The infamous Brazilian blowout--a Keratin-based semi-permanent hair straightening treatment--has gone from hugely popular to hugely controversial due to reports of potentially dangerous levels of formaldehyde found in the treatment. Earlier this year, the US Department of Labor released a hazard alert about the dangers of straightening formulas that contain formaldehyde, causing salons and fans of the treatment (myself included) to question whether or not they're worth the risk.
According to a report in WWD this morning, a ruling is expected for September 26 or 27 to determine once and for all whether or not these products are safe, based on studies being conducted by the Cosmetic Industry Review. (They're an independent panel group who, according to their website, "thoroughly reviews and assesses the safety of ingredients used in cosmetics in an open, unbiased, and expert manner, and publishes the results in the peer-reviewed scientific literature.")
As one of those people whose life has been changed by this treatment, I sincerely hope they don't end up determining that all keratin treatment cause nose cancer or something (bye, nose). However, if that does happen, new formaldehyde-free treatments are popping up all over the place (one of our writer's even tried one and seemed happy with it).
The market for Brazilian keratin treatments has weakened since the government investigations began, so huge salon brands like Bumble & Bumble (who used to offer the Brazilian Blowout and stopped) and L'Oreal are capitalizing on our formaldehyde fear by introducing new products. Bumble & Bumble's cleverly-named Concen-straight Pro is not only free of the embalming fluid ingredient, but also vegan--apparently, keratin is derived from animals, so instead they use a hydrolyzed wheat protein.

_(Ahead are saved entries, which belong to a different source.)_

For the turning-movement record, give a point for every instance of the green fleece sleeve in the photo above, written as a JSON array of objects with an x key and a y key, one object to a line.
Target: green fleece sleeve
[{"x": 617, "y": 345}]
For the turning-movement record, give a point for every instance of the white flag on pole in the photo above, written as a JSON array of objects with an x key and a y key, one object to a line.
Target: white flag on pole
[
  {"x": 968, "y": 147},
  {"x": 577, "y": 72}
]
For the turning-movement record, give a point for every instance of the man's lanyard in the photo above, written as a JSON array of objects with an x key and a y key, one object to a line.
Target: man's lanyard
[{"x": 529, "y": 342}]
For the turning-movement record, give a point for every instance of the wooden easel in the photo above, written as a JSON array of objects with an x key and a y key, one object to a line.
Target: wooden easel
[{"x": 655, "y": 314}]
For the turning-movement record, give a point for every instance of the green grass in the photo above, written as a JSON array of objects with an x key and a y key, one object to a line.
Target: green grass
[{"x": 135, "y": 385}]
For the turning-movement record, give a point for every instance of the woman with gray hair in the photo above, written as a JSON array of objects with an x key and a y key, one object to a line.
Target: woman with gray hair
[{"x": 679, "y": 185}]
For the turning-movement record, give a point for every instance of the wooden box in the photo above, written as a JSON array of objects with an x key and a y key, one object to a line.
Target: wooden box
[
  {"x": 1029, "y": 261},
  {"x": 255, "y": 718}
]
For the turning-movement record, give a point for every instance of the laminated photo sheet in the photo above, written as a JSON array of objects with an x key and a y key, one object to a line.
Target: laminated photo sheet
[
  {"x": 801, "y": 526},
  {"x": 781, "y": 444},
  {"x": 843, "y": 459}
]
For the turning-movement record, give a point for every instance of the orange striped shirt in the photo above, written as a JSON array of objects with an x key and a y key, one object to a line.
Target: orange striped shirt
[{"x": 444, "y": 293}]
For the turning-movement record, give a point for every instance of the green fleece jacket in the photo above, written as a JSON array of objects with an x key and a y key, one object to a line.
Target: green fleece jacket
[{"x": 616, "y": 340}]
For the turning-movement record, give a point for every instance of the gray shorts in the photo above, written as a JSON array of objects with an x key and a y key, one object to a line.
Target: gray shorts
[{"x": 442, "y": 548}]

L'Oreal's Xtenso Moisturist is different from protein-based treatments in that it's a "chemical straightening service" that is "very specialized and technical," according to L'Oreal's director of marketing. The treatment costs upwards of $250, while Bumble's is around $385 and both claim to offer customizable levels of straightness. Bumble will also offer an at-home do-it-yourself version for $45.
If Brazilian Blowout and its formaldehyde-containing competitors are ruled unsafe, salons will have to follow suit in offering new formaldehyde-free straightening treatments, for the sheer profit factor alone. According to WWD, hair-smoothing treatments represent "hundreds of millions of dollars, if not $1 billion" in revenue per year for the salons that offer them.